1. The problem statement, all variables and given/known data

Knowing that the equation:
$$X^n-px^2=q^m$$
has three positive real roots a, b and c. Then what is
$$log_q[abc(a^2+b^2+c^2)^{a+b+c}]$$
equal to?

2. Relevant equations

$$a + b + c = -(coefficient \ of \ second \ highest \ degree \ term) = -k_2$$

$$abc = -(constant \ coefficient) = k_4$$

$$a^2 + b^2 + c^2 = (coefficient \ of \ second \ highest \ degree \ term)^2-(coefficient \ of \ third \ highest \ degree \ term) = k^2_2-2k_3$$

3. The attempt at a solution

First I assumed X^3 is equal to k_1x^3 and so x^3 = X^3/k_1.

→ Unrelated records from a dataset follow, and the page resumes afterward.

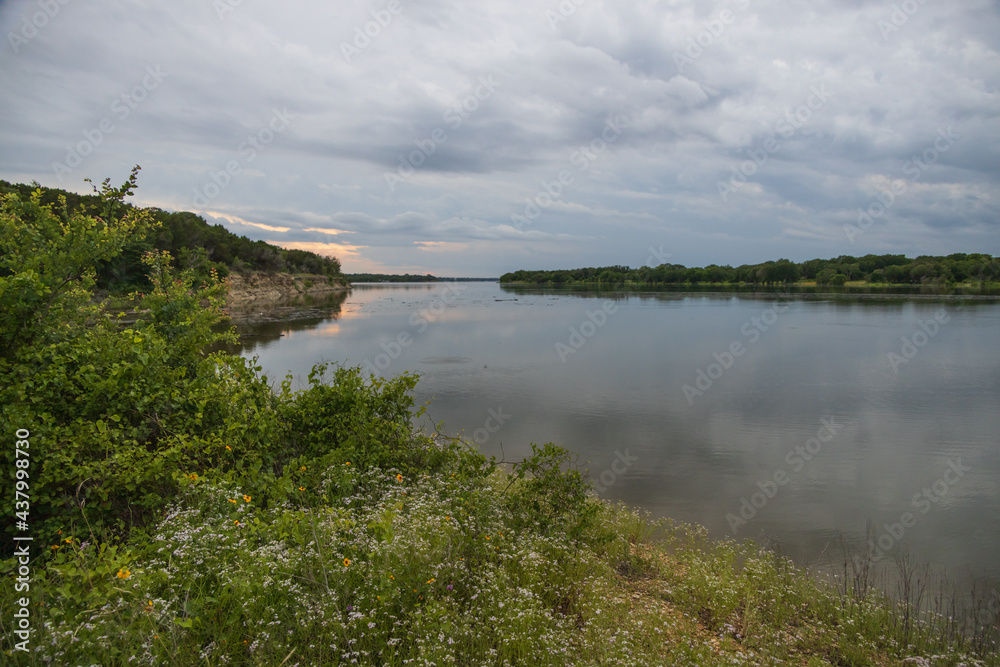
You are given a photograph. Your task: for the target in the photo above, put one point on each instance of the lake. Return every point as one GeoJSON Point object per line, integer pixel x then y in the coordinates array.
{"type": "Point", "coordinates": [791, 418]}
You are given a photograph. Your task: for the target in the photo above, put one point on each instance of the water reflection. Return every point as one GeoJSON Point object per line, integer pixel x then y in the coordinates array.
{"type": "Point", "coordinates": [697, 457]}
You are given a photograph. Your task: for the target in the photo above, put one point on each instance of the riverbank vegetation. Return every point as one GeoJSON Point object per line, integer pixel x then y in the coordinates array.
{"type": "Point", "coordinates": [186, 510]}
{"type": "Point", "coordinates": [960, 269]}
{"type": "Point", "coordinates": [193, 244]}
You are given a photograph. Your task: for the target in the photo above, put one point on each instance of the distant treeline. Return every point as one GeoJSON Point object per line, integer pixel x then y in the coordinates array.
{"type": "Point", "coordinates": [192, 242]}
{"type": "Point", "coordinates": [404, 278]}
{"type": "Point", "coordinates": [880, 269]}
{"type": "Point", "coordinates": [389, 278]}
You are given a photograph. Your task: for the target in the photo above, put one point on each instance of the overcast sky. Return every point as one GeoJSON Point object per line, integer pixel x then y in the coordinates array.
{"type": "Point", "coordinates": [470, 139]}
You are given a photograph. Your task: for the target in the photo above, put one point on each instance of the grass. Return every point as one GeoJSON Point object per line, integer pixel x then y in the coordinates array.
{"type": "Point", "coordinates": [373, 568]}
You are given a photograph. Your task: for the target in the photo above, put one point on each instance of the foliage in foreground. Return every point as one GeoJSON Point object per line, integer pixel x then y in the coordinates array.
{"type": "Point", "coordinates": [196, 516]}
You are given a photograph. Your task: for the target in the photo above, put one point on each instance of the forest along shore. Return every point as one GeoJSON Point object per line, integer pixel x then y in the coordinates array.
{"type": "Point", "coordinates": [272, 286]}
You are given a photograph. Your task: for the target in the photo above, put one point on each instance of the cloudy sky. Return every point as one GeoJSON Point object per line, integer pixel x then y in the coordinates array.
{"type": "Point", "coordinates": [470, 139]}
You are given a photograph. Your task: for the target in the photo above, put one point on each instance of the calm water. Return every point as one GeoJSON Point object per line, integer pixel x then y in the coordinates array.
{"type": "Point", "coordinates": [801, 421]}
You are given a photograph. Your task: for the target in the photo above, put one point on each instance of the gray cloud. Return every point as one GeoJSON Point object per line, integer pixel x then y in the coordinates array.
{"type": "Point", "coordinates": [701, 89]}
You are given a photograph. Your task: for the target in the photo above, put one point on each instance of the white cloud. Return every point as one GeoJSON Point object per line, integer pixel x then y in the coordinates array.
{"type": "Point", "coordinates": [689, 126]}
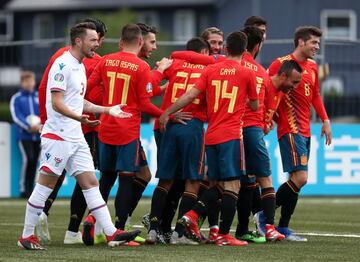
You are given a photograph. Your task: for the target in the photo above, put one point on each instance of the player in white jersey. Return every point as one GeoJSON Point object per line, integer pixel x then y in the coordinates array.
{"type": "Point", "coordinates": [63, 143]}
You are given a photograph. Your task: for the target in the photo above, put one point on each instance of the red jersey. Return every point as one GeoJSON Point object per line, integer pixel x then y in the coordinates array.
{"type": "Point", "coordinates": [43, 83]}
{"type": "Point", "coordinates": [295, 108]}
{"type": "Point", "coordinates": [228, 85]}
{"type": "Point", "coordinates": [90, 64]}
{"type": "Point", "coordinates": [182, 76]}
{"type": "Point", "coordinates": [256, 118]}
{"type": "Point", "coordinates": [126, 80]}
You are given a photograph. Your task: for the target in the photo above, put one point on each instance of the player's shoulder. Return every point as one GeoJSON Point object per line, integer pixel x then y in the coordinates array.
{"type": "Point", "coordinates": [284, 58]}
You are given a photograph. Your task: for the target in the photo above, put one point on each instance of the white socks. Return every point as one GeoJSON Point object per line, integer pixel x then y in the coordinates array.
{"type": "Point", "coordinates": [34, 207]}
{"type": "Point", "coordinates": [99, 210]}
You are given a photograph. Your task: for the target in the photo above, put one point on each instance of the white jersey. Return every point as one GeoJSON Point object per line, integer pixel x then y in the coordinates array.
{"type": "Point", "coordinates": [66, 75]}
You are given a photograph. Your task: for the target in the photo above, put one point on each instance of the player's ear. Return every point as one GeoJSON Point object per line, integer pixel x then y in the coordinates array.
{"type": "Point", "coordinates": [204, 51]}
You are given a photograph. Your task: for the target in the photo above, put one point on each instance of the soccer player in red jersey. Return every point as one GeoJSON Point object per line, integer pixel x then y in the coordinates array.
{"type": "Point", "coordinates": [293, 123]}
{"type": "Point", "coordinates": [256, 155]}
{"type": "Point", "coordinates": [63, 143]}
{"type": "Point", "coordinates": [126, 79]}
{"type": "Point", "coordinates": [181, 149]}
{"type": "Point", "coordinates": [78, 204]}
{"type": "Point", "coordinates": [228, 87]}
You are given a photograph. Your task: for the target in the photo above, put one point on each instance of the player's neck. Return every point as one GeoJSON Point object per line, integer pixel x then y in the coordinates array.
{"type": "Point", "coordinates": [299, 56]}
{"type": "Point", "coordinates": [76, 54]}
{"type": "Point", "coordinates": [131, 49]}
{"type": "Point", "coordinates": [234, 58]}
{"type": "Point", "coordinates": [276, 82]}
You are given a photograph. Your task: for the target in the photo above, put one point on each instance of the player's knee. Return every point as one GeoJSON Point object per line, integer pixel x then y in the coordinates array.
{"type": "Point", "coordinates": [300, 178]}
{"type": "Point", "coordinates": [144, 173]}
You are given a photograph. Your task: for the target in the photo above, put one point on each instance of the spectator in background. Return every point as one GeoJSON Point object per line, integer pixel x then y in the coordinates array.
{"type": "Point", "coordinates": [24, 107]}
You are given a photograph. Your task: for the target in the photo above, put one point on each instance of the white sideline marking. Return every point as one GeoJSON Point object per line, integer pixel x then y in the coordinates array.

$$X^n-px^2=q^m\\ x^3-\frac{p}{k_1}x^2-\frac{q^m}{k_1}=0\\ k_2=-\frac{p}{k_1}\\ k_3=0\\ k_4=-\frac{q^m}{k_1}\\ a+b+c=\frac{p}{k_1}\\ abc=\frac{q^m}{k_1}\\ a^2+b^2+c^2=\frac{p^2}{k^2_1}\\$$
$$log_q[abc(a^2+b^2+c^2)^{a+b+c}]=\\ \frac{q^m}{k_1}(\frac{p^2}{k^2_1})^{\frac{p}{k_1}}=\\ log_q\frac{q^mp^{\frac{2p}{k_1}}}{k_1^{1+\frac{2p}{k_1}}}=\\ log_qq^mp^{\frac{2p}{k_1}}-log_qk_1^{1+\frac{2p}{k_1}}=\\ log_qq^m+log_qp^{\frac{2p}{k_1}}-log_qk_1^{1+\frac{2p}{k_1}}=\\ m+\frac{2p}{k_1}log_qp-(1+\frac{2p}{k_1})log_qk_1=\\$$

If I substitute (X^3)/(x^3) for k_1 I have an equation that only resembles the possible answers if X = x or X = -x, which makes me think that either X was a typo and they meant x. Or that somewhere in the problem statement they tell you about something that according to some property of polynomials makes X = x or X = -x implied.

Is there some weird property of polynomial that I don't know that would help me solve this problem? What is it?

EDIT: Sorry for the latex error..

Last edited: Nov 5, 2012
2. Nov 5, 2012

### ehild

I think x and X mean the same, otherwise it would be explained.

ehild

3. Nov 5, 2012

### V0ODO0CH1LD

Doesn't the fact that the coefficient on the x^1 term is 0 mean that the coefficient on the x^3 term has to be zero or something of that nature?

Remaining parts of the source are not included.